FINDLAY, Ohio—Cooper Tire & Rubber Co. was courting at least one other interested suitor actively until June 11, the day its board of directors accepted Apollo Tyres Ltd.'s buyout offer of $35 a share, the company disclosed in a proxy statement released last week.
Cooper also disclosed in the proxy that Apollo's interest in merging with or buying Cooper dated back at least to mid-2011, and throughout the 10 months prior to accepting Apollo's offer, it approached and/or held discussions with as many as 10 possible other suitors to gauge their interest level.
The last, serious suitor other than Apollo, referred to in the proxy as "Party C," was considering an offer in March/April in the $33 to $35 per share range, Cooper said, but needed two to three more months time to complete due diligence. Cooper described Party C as a consortium group comprising strategic and financial sponsors.
Even while closing in on the deal with Apollo, representatives of Cooper senior management and law firm Jones Day contacted Party C up until June 10 "…several times to encourage Party C to complete its due diligence as quickly as possible and to engage in substantive discussions regarding a potential transaction," the proxy states.

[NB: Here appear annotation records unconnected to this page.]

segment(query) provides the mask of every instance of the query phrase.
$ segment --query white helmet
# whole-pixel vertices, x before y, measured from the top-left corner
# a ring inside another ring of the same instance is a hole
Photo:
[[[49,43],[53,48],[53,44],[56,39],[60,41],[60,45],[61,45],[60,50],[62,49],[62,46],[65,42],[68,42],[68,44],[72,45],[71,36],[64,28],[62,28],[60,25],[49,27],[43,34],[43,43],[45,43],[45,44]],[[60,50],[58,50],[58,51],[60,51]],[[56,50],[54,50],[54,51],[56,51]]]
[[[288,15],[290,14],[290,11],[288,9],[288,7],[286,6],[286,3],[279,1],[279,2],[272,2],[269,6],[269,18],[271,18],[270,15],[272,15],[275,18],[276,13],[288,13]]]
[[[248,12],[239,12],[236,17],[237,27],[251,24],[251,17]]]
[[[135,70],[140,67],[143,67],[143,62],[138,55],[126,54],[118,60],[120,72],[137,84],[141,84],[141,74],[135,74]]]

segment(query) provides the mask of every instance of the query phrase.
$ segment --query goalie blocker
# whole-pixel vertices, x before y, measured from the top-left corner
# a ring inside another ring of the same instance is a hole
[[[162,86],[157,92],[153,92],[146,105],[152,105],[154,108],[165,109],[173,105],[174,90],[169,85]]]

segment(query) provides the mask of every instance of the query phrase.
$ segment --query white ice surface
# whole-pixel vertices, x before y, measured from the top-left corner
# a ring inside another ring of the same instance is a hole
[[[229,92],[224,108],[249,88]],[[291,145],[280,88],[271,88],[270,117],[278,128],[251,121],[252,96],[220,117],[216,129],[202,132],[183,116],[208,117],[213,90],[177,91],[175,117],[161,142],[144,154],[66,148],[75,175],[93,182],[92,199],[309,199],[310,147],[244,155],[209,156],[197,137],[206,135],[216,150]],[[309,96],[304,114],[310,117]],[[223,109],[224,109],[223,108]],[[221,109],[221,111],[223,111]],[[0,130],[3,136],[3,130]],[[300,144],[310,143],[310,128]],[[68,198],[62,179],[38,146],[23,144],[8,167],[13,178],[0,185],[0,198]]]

"Despite these efforts, Party C only engaged in limited due diligence activities and did not engage in substantive discussions," Cooper said.
The Findlay-based tire maker's board instead opted to accept Apollo's offer on June 11. Cooper and Apollo made the pending deal public on June 12.
Among the other possible suitors mentioned in the proxy, Cooper identified three as "tire makers."
Cooper also disclosed another suitor, "Party B"—referred to as a consortium of financial sponsors that had expressed a verbal offer in mid-March in the $34 to $36 per share range, But that offer was withdrawn in early April, Cooper said in its proxy.